Wednesday, June 19, 2013


The Human Race in general has a tendency to be somewhat cold, hateful, impatient, and least of all inconsiderate to those of us with disabilities.   I for one have had many experiences that have made my blood boil at first then the tears flow uncontrollably at how cruel the world can be because of this crazy disease I didn’t ask for. Taking it in stride isn’t an option when it happens repeatedly and you wonder where in the world people get their nerve.

One of my first experiences, years ago, was when I first got my handicapped sticker and was at the grocery store, alone of course. I will never forget it because, (A) I never thought I would have to use one of these things so I was already feeling a little helpless and (B) I was in so much pain from spasms the night before and didn’t have the meds I do now to control them so…
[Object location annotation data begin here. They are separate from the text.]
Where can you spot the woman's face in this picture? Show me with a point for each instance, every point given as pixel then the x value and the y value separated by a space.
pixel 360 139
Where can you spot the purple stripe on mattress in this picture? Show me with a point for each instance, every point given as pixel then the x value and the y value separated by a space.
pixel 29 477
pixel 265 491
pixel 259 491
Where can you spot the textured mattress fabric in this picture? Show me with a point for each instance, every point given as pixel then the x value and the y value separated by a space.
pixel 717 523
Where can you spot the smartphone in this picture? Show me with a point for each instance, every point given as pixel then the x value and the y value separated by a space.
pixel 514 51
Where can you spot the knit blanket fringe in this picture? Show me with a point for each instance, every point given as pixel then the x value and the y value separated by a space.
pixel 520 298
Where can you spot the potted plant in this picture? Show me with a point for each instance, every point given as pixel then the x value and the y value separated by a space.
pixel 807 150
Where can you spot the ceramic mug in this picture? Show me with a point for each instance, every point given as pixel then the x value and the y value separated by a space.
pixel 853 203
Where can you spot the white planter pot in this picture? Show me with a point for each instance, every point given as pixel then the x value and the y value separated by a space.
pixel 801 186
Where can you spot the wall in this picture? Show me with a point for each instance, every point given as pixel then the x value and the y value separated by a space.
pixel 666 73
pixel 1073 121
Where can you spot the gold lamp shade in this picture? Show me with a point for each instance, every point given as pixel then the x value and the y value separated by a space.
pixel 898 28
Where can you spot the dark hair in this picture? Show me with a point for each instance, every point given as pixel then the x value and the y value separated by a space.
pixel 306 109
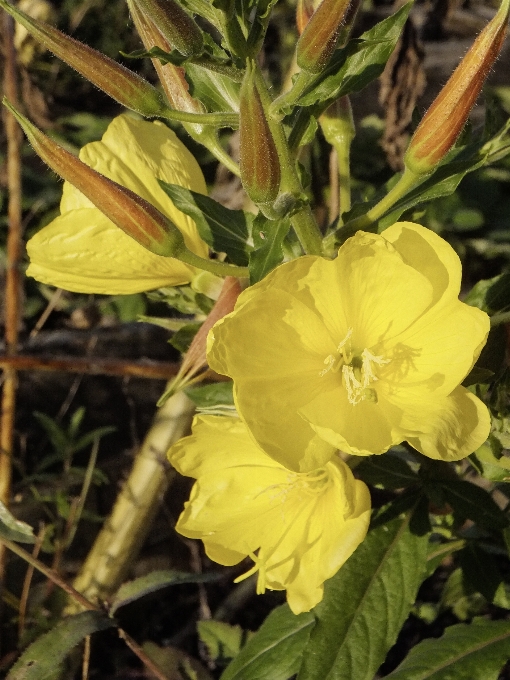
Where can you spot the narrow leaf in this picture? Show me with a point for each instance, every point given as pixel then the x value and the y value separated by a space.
pixel 476 651
pixel 275 650
pixel 41 658
pixel 139 587
pixel 366 604
pixel 14 530
pixel 268 238
pixel 226 231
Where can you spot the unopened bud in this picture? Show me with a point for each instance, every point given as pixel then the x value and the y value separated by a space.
pixel 174 23
pixel 131 213
pixel 320 36
pixel 172 77
pixel 258 156
pixel 445 119
pixel 126 87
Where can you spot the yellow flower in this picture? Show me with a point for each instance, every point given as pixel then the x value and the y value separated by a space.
pixel 303 525
pixel 358 353
pixel 83 251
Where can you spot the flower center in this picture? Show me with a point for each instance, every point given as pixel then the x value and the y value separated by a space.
pixel 357 368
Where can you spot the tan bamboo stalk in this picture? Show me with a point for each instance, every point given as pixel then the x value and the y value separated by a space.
pixel 123 533
pixel 12 300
I pulled in to the HC spot, one of about 8 at the time, got out and started to walk to the door. An elderly man, about 75 approached me and said “Don’t look like you sick to me”. It caught me off guard and being from the south I thought I had misunderstood him so I said “excuse me?” He said it again except this time with more callousness and cruelty like he was trying to strike a nerve. Being newly diagnosed and what I like to call in my “pre-prozac” days, I stuttered, “well I am”. He just mumbled some southern mumbo-jumbo and into the store he went. I was so flustered, trembling, shaking, then tearing up. After all, I hadn’t asked for this stupid disease! I didn’t want this HC sticker anymore than this man wanted me to have it! I was so upset then the upset turned into madness. Being the little (5’2 ; 130lb) spitfire that I am, I went into that store, found that old man, and told him off in front of God and everybody! I’m pretty sure he will think twice before mumbling anything like that again. 
That wasn’t the last time it happened and its unfortunate people do not understand about invisible illnesses. They are real. They are painful. They are debilitating.  And they are disabling. There have been many times I’ve wished you could see MS. Even the support from family members has been minimal because, again, they can’t see it so to them, it’s not there. 
As our disease progresses and we are forced to use aids to help in walking, standing, etc. I’ve noticed people are far more understanding, patient and considerate. I started using a cane a couple years ago due to severe balance issues and falling. That was a big step for me as I’m sure it is for everyone. The day I bought my first cane I literally had a melt-down. It was like I was giving up some to the MonSter. But now I am grateful for each day that I have and have noticed people are far more patient and caring since they can actually see I need help in getting around.  Its just human nature I guess. You have to see it to believe it and you have to believe it to understand it.